After grabbing my keys and my phone, I exited my room, purposefully diverting my gaze from the pictures that were strewn across the walls. All were just reminders of what I'd lost.

In a weird way, I think I would have preferred if each morning my memory was completely wiped clean. The way I saw it, being left with only part of the whole, was infinitely worse than being left with nothing.

It was like trying to put together a jigsaw puzzle, only to realize that the last piece was missing. Or like living life out on a ventilator, only for someone to keep shutting it off without warning.

Leaving me struggling for air

...struggling to regain the part of me that had been wiped from existence.

After reaching the kitchen and settling for a quick breakfast of toast and honey, I sat in front of my open computer, which I had clumsily left on the counter the night before.
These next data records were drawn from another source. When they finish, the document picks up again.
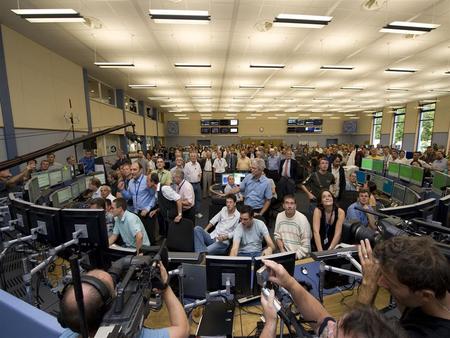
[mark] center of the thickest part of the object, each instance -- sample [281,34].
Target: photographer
[95,309]
[361,322]
[417,275]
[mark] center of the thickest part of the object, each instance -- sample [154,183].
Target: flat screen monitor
[101,177]
[367,164]
[417,175]
[361,177]
[47,220]
[405,172]
[66,173]
[238,270]
[393,169]
[55,177]
[91,222]
[411,197]
[378,166]
[19,210]
[287,259]
[398,193]
[440,180]
[388,186]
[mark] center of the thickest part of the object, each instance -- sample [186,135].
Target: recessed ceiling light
[197,86]
[250,87]
[192,65]
[405,27]
[114,64]
[137,86]
[401,70]
[267,65]
[336,67]
[179,16]
[301,21]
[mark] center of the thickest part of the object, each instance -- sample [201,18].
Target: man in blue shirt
[256,188]
[88,162]
[142,197]
[128,226]
[95,309]
[356,215]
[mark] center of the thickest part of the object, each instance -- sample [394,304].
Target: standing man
[143,197]
[248,236]
[206,165]
[292,229]
[193,174]
[128,226]
[217,242]
[219,167]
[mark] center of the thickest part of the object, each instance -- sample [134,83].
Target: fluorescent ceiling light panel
[267,65]
[404,27]
[250,87]
[137,86]
[192,65]
[301,21]
[179,16]
[114,64]
[401,70]
[336,67]
[197,86]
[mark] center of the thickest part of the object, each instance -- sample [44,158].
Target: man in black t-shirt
[417,275]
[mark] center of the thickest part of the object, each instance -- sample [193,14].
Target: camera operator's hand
[279,275]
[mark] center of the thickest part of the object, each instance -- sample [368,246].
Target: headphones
[102,289]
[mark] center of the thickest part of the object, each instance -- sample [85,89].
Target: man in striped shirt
[292,229]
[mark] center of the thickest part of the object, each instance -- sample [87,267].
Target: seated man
[292,229]
[360,322]
[128,226]
[249,234]
[217,242]
[354,214]
[95,309]
[417,275]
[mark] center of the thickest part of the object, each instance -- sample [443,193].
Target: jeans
[198,196]
[204,243]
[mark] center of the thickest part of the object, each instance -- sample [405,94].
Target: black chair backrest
[180,236]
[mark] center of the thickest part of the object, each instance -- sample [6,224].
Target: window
[399,127]
[376,128]
[426,124]
[100,91]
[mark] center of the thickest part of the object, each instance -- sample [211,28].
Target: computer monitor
[393,169]
[287,259]
[47,219]
[440,180]
[398,193]
[442,212]
[405,172]
[361,177]
[378,166]
[367,163]
[388,186]
[19,210]
[238,270]
[55,177]
[411,197]
[91,222]
[62,196]
[417,175]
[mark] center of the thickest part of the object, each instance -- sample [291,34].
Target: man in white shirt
[219,167]
[218,241]
[292,229]
[193,174]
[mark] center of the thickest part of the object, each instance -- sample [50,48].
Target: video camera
[135,296]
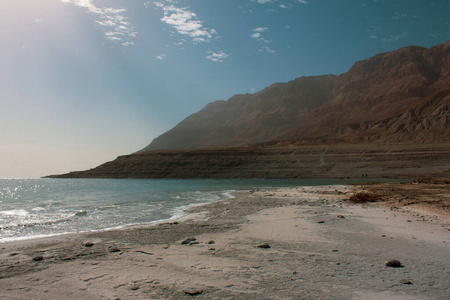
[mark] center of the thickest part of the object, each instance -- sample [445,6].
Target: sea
[36,208]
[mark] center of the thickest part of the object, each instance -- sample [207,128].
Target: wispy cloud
[257,34]
[161,56]
[219,56]
[394,38]
[267,49]
[116,26]
[282,5]
[185,22]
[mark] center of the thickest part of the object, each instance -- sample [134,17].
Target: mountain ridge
[310,107]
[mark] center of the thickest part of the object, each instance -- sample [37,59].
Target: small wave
[15,212]
[37,223]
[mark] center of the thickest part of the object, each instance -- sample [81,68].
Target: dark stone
[393,263]
[193,291]
[38,258]
[188,241]
[113,249]
[405,281]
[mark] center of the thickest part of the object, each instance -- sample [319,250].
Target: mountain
[378,92]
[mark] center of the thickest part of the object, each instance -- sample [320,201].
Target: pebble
[394,263]
[188,241]
[193,291]
[113,249]
[38,258]
[405,281]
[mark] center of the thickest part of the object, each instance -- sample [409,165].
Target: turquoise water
[31,208]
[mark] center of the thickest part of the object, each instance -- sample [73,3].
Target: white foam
[15,212]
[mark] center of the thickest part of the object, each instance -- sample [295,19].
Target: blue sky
[83,81]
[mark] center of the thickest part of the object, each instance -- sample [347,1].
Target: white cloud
[394,38]
[282,5]
[267,49]
[257,35]
[117,28]
[219,56]
[161,56]
[185,22]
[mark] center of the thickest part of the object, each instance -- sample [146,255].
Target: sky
[84,81]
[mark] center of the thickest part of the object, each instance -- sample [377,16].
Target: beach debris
[264,246]
[38,258]
[88,244]
[193,291]
[393,263]
[113,249]
[363,197]
[81,213]
[134,287]
[189,241]
[405,281]
[143,252]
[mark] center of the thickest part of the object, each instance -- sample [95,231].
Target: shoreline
[300,242]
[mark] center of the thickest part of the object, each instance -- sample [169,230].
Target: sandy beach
[290,243]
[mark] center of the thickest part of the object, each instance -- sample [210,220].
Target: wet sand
[290,243]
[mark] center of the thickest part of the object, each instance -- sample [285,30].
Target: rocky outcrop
[250,118]
[373,90]
[338,161]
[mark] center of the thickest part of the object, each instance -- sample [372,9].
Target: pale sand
[320,248]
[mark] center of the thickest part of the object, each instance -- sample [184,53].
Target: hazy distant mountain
[398,96]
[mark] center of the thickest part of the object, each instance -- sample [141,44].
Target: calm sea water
[31,208]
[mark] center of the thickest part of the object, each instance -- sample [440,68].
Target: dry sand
[314,245]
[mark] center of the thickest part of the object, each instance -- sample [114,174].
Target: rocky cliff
[374,90]
[388,115]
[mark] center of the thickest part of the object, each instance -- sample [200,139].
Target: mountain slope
[374,89]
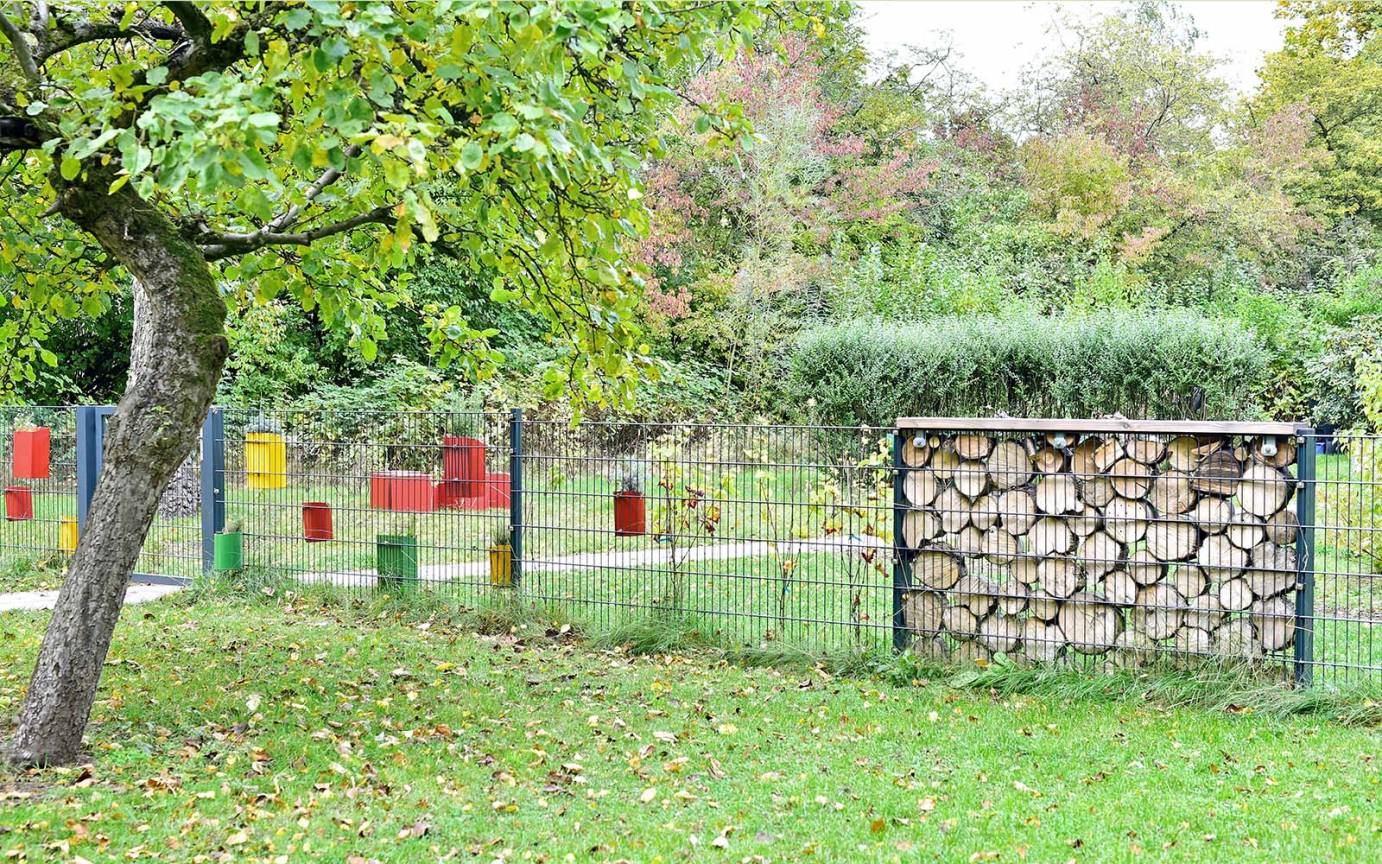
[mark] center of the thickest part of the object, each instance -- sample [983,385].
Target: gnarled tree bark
[176,362]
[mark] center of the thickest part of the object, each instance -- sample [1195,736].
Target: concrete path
[32,602]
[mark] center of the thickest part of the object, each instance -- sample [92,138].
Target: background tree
[232,154]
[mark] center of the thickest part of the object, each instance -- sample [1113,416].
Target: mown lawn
[271,731]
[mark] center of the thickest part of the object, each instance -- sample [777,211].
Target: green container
[395,557]
[228,552]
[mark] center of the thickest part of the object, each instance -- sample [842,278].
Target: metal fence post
[213,483]
[1305,559]
[900,577]
[516,526]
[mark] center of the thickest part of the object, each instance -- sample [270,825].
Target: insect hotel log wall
[1056,538]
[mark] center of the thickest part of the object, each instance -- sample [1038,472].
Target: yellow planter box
[502,566]
[266,461]
[68,534]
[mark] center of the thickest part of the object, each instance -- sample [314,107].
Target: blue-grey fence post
[1305,557]
[89,458]
[516,526]
[900,577]
[213,483]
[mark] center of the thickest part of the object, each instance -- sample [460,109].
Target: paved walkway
[32,602]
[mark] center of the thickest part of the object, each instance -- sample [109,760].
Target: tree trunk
[176,358]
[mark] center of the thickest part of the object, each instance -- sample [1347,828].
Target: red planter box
[406,491]
[628,514]
[499,490]
[463,461]
[18,503]
[31,452]
[317,521]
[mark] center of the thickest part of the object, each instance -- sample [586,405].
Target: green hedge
[1139,364]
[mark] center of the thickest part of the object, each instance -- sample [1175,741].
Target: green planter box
[395,559]
[228,552]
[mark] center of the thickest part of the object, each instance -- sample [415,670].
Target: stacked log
[1118,545]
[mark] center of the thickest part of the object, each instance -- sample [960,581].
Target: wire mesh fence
[1089,543]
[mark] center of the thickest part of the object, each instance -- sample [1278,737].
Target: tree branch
[216,246]
[21,49]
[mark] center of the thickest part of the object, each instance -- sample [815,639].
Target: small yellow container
[502,566]
[266,461]
[68,534]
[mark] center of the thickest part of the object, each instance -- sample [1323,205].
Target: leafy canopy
[319,149]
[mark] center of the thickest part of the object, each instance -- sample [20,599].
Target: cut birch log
[1097,491]
[975,593]
[972,479]
[999,633]
[936,568]
[1204,613]
[1099,553]
[1059,577]
[921,487]
[1172,539]
[1285,452]
[943,463]
[919,527]
[1236,637]
[999,546]
[1218,473]
[914,454]
[1049,537]
[1144,568]
[1189,579]
[1048,461]
[1016,512]
[1089,624]
[1131,479]
[1160,611]
[1193,640]
[1024,570]
[1220,559]
[1041,642]
[952,509]
[1212,514]
[922,611]
[1008,465]
[1234,595]
[1263,490]
[1012,597]
[1274,621]
[1245,530]
[1182,454]
[959,622]
[1125,519]
[1171,494]
[1270,582]
[983,513]
[1272,557]
[1281,527]
[1042,606]
[1144,449]
[1056,494]
[973,445]
[1120,588]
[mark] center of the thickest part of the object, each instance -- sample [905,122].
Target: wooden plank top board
[1117,425]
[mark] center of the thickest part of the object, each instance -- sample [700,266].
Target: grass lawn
[288,731]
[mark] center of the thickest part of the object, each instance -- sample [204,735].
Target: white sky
[997,38]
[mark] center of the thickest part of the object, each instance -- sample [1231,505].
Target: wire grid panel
[1100,548]
[752,534]
[40,512]
[1346,570]
[344,498]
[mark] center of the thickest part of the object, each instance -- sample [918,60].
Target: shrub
[1138,364]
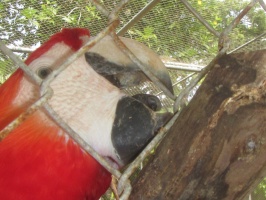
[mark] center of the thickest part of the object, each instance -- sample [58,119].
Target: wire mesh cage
[186,34]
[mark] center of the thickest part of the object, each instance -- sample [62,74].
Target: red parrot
[38,160]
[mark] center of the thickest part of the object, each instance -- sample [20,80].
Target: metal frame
[124,186]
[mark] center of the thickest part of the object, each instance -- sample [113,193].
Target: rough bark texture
[217,147]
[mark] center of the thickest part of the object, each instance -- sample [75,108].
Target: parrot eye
[44,72]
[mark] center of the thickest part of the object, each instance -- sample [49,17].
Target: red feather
[37,161]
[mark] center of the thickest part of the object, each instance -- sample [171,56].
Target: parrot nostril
[43,72]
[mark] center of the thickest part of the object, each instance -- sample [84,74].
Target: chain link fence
[187,35]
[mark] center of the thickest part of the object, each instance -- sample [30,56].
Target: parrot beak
[109,61]
[134,127]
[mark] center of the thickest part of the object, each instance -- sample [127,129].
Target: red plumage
[37,159]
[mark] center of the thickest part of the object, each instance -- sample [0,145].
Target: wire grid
[171,51]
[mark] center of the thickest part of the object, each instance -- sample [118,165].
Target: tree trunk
[217,147]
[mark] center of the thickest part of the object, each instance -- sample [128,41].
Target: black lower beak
[134,126]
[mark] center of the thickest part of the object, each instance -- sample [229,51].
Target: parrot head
[116,125]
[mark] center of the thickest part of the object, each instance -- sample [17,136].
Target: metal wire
[124,186]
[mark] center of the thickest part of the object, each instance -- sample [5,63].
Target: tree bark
[217,147]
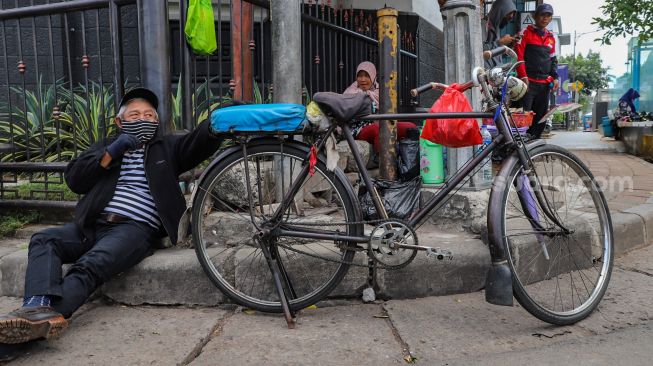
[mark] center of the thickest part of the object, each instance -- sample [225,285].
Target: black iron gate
[64,65]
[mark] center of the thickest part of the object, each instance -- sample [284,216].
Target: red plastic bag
[452,132]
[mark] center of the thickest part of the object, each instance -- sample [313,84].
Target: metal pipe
[186,92]
[58,8]
[155,56]
[387,27]
[420,116]
[286,50]
[116,36]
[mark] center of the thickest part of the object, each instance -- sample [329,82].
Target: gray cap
[544,8]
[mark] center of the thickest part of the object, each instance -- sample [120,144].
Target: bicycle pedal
[439,254]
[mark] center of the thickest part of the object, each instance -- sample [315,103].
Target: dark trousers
[117,247]
[537,100]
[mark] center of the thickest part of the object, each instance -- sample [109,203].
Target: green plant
[25,191]
[9,223]
[28,123]
[203,99]
[558,117]
[87,118]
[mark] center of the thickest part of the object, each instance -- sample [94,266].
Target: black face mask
[144,130]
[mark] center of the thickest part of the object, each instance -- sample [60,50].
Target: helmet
[516,88]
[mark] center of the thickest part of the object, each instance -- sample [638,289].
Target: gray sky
[577,16]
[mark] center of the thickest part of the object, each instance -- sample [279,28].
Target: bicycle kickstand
[276,276]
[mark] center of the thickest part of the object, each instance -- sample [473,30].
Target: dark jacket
[628,100]
[165,159]
[538,49]
[495,21]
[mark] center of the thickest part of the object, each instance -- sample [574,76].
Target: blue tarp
[259,117]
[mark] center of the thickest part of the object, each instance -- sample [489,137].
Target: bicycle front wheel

I shifted through the multiple tabs of affordable apartments, before shutting the lid.

I probably shouldn't have left my computer open, let alone in the kitchen knowing that I hadn't been preparing to tell my mom about my search anytime soon. Since there were times that she used it considering that her computer was slower than a sloth, I had a feeling that she now knew.

Thinking of ways to approach the subject with her, I shouldered my bag heading toward the door in hopes of staying on time. A cool breeze wrapped around me when I stepped onto my porch, leaving goosebumps on my arms and teasing my hair as I walked. I inhaled as the wind rippled through my clothes, kissing my skin in wake of the sun's warmth and wishing away my worry about future discussions.

Oregon weather might have been a contradiction of its own, but I loved it nonetheless.

I got on the road quickly, not having made it ten minutes down the street when unease curled in my stomach. Without taking my eyes off the cars in front of me, I held my breath, mumbling in irritation as I rummaged through my bag. A sigh of relief escaped my lips, my body relaxing when my fingers brushed against sturdy material a second later, the rough texture putting me back at ease.

I shook my head, clenching my fingers before returning my hand to the steering wheel, and my heartbeat returned to its regular rhythm. That could have been a disaster. Just like the last time I had made the thirty-minute trek to campus only to realize that I had forgotten to bring my journal with me.

That had been a day.

I'd spent the day anxiously hoping that I would remember everything without writing in it. Of course, my hopes had been in vain, the following day in tatters and holes encompassing the space where memories should have been.

To this day, no matter how strong the nagging persistence of my forgetfulness was, I still didn't remember what they were.

Anyone who would call that a blessing was ignorant of my pain.